TransplantFix: Graph Differencing-based Code Transplantation for Automated Program Repair
Automated program repair (APR) holds the promise of aiding manual debugging activities. Over a decade of evolution, a broad range of APR techniques have been proposed and evaluated on a set of real-world bug datasets. However, while more and more bugs have been correctly fixed, we observe that the growth of newly fixed bugs by APR techniques has hit a bottleneck in recent years. In this work, we explore the possibility of addressing complicated bugs by proposing TransplantFix, a novel APR technique that leverages graph differencing-based transplantation from the donor method. The key novelty of TransplantFix lies in three aspects: 1) we propose to use a graph-based differencing algorithm to distill semantic fix actions from the donor method; 2) we devise an inheritance-hierarchy-aware code search approach to identify donor methods with similar functionality; 3) we present a namespace transfer approach to effectively adapt donor code.

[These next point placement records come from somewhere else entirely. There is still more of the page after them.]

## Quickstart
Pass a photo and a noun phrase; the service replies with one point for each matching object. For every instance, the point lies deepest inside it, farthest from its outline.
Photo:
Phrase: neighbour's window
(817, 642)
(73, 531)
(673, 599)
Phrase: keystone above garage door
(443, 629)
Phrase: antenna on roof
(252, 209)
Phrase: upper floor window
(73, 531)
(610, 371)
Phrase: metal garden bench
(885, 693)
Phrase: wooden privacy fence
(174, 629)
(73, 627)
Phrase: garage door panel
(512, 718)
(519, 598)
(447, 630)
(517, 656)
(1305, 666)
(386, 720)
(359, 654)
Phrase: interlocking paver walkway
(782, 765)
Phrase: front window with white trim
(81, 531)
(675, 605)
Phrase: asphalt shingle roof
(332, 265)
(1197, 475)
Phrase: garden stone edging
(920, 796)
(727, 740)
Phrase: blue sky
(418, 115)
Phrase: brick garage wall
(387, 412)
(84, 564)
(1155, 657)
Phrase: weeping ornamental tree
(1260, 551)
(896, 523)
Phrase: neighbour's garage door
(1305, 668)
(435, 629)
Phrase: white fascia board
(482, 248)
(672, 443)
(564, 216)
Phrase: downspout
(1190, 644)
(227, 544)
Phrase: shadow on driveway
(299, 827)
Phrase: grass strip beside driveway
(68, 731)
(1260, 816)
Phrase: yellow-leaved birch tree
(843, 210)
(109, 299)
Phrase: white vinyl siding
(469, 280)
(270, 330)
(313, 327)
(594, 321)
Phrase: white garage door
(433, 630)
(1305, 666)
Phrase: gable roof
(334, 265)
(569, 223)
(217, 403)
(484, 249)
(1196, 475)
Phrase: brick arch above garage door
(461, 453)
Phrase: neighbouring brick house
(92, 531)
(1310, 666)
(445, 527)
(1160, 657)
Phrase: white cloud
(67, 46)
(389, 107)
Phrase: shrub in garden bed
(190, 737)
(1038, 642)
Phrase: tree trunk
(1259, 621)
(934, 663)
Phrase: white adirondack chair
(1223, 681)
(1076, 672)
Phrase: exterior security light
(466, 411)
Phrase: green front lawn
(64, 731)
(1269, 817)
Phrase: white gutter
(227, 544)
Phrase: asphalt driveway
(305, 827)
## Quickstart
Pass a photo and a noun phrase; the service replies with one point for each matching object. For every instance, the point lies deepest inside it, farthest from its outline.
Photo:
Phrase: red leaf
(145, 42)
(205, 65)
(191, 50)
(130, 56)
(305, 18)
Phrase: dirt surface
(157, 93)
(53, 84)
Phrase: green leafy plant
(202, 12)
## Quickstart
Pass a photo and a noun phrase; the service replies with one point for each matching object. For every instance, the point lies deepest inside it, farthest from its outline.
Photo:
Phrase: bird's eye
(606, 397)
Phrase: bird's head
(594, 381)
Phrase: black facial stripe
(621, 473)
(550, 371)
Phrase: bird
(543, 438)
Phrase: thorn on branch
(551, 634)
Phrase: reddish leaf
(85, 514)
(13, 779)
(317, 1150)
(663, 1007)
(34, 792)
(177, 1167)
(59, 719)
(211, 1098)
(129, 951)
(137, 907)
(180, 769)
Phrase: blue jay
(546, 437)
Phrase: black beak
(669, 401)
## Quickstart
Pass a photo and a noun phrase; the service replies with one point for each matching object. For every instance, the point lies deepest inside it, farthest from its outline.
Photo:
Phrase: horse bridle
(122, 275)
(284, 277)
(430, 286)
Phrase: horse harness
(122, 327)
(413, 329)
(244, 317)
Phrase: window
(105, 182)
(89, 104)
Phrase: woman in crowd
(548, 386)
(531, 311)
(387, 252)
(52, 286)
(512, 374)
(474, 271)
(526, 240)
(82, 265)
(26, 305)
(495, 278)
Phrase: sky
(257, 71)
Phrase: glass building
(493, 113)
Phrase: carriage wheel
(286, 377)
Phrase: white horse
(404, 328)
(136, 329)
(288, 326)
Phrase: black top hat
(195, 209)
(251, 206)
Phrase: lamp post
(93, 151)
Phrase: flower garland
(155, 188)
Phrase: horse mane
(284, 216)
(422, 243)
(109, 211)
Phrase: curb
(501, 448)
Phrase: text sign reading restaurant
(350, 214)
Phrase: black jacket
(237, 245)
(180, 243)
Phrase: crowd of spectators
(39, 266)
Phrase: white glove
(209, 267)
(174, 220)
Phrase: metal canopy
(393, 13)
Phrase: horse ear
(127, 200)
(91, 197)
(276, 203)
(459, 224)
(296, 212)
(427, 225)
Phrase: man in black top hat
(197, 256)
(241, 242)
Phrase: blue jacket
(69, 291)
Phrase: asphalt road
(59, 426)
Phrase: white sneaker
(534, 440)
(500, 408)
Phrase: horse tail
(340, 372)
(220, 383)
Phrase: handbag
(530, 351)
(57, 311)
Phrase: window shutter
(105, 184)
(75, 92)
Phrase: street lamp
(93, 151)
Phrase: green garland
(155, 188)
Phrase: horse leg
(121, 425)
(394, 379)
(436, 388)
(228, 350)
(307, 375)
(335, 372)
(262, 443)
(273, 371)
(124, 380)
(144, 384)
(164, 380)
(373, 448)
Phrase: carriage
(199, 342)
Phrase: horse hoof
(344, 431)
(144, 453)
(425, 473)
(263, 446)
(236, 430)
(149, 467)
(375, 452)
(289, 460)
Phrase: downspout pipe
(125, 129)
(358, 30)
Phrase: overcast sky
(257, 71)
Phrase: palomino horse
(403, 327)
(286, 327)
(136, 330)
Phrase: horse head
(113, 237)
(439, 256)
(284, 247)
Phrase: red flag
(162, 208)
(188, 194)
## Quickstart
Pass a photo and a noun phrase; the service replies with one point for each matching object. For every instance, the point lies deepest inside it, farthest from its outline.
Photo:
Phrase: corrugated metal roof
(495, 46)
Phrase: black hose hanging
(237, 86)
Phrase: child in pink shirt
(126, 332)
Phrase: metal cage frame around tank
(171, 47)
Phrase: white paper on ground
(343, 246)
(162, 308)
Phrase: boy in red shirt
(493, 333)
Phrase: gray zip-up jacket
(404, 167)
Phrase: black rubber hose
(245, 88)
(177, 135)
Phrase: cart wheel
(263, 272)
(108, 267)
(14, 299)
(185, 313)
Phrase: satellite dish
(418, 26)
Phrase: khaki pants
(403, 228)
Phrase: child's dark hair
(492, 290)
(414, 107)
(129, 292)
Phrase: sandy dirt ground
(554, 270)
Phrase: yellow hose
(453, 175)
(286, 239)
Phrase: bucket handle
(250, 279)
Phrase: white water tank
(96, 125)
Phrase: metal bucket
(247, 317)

We investigate the unique contributions of TransplantFix by conducting an extensive comparison that covers a total of 42 APR techniques and evaluating TransplantFix on 839 real-world bugs from Defects4J v1.2 and v2.0. TransplantFix presents superior results in three aspects. First, it has achieved the best performance as compared to the state-of-the-art APR techniques proposed in the last three years, in terms of the number of newly fixed bugs, reaching a 60%-300% improvement. Furthermore, not relying on any fix actions crafted manually or learned from big data, it reaches the best generalizability among all APR techniques evaluated on Defects4J v1.2 and v2.0. In addition, it shows the potential to synthesize complicated patches consisting of at most eight-line insertions at a hunk. TransplantFix presents fresh insights and a promising avenue for follow-up research towards addressing more complicated bugs.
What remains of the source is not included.